THE Bush administration is considering quickly installing an interim Iraqi authority in areas under the control of US-led forces while the government in Baghdad is cut off from the rest of the country, administration officials said yesterday.

Interim Iraqi authority mooted

Installing such an authority in southern Iraq that would include some prominent Iraqi exiles before President Saddam Hussein is toppled in Baghdad may help to blunt charges the US military intends to keep full control over Iraq for the foreseeable future.

"Certainly it's an option," an administration official said. "Increasingly the country is slipping away from (Saddam's) control, and that's only going to continue."

Air Force Gen Richard Myers, chairman of the US military's Joint Chiefs of Staff, estimated US-led forces had so far taken 45% of Iraqi territory.

The administration remains divided, however, over what positions to give Iraqi exile leaders, as well as over the role the United Nations would play in governance and reconstruction.

While the US military plotted its next move, the White House warned of potentially deadly battles ahead for US-led forces amassed on the outskirts of Baghdad.

"I still want to caution everybody. We are still in the middle of a battle a battle that remains deadly.
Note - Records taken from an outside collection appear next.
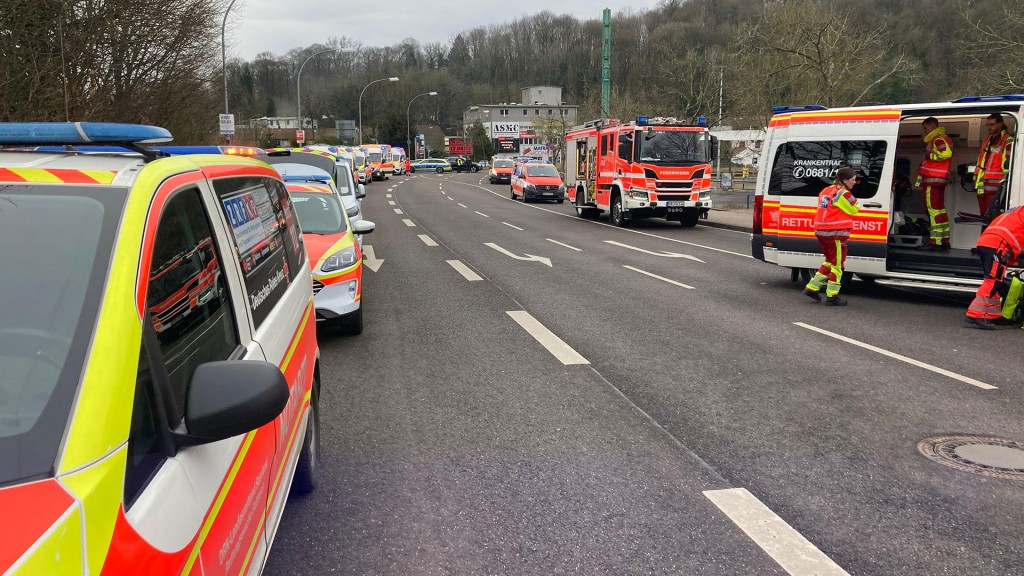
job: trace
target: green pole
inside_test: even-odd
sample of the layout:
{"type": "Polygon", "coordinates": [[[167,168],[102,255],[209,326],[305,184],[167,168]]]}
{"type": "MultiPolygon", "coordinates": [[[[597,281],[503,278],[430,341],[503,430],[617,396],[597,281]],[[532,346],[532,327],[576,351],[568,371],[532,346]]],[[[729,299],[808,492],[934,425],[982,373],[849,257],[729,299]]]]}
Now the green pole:
{"type": "Polygon", "coordinates": [[[601,19],[601,118],[608,118],[612,100],[612,11],[601,19]]]}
It's not over," a senior administration official said.

The official said the US military had a range of tactics at its disposal to accomplish Bush's main goals for the war eliminating the country's alleged weapons of mass destruction and removing Saddam from power.

US President George W Bush, who declared on Thursday that "a vice is closing" around Baghdad, planned to meet at the White House late yesterday with a group of Shia, Sunni, and Christian Iraqis, who fled the country and now live in the United States.

America's ally in the war, British Prime Minister Tony Blair, pledged yesterday that a post-war Iraq would be run by Iraqis, not Britons or Americans, and that British troops would not stay in the country any longer than necessary.

Britain is treading a tightrope between apparent US plans to have an American-controlled administration in the aftermath of the war and insistence from many European powers that the United Nations should be in charge.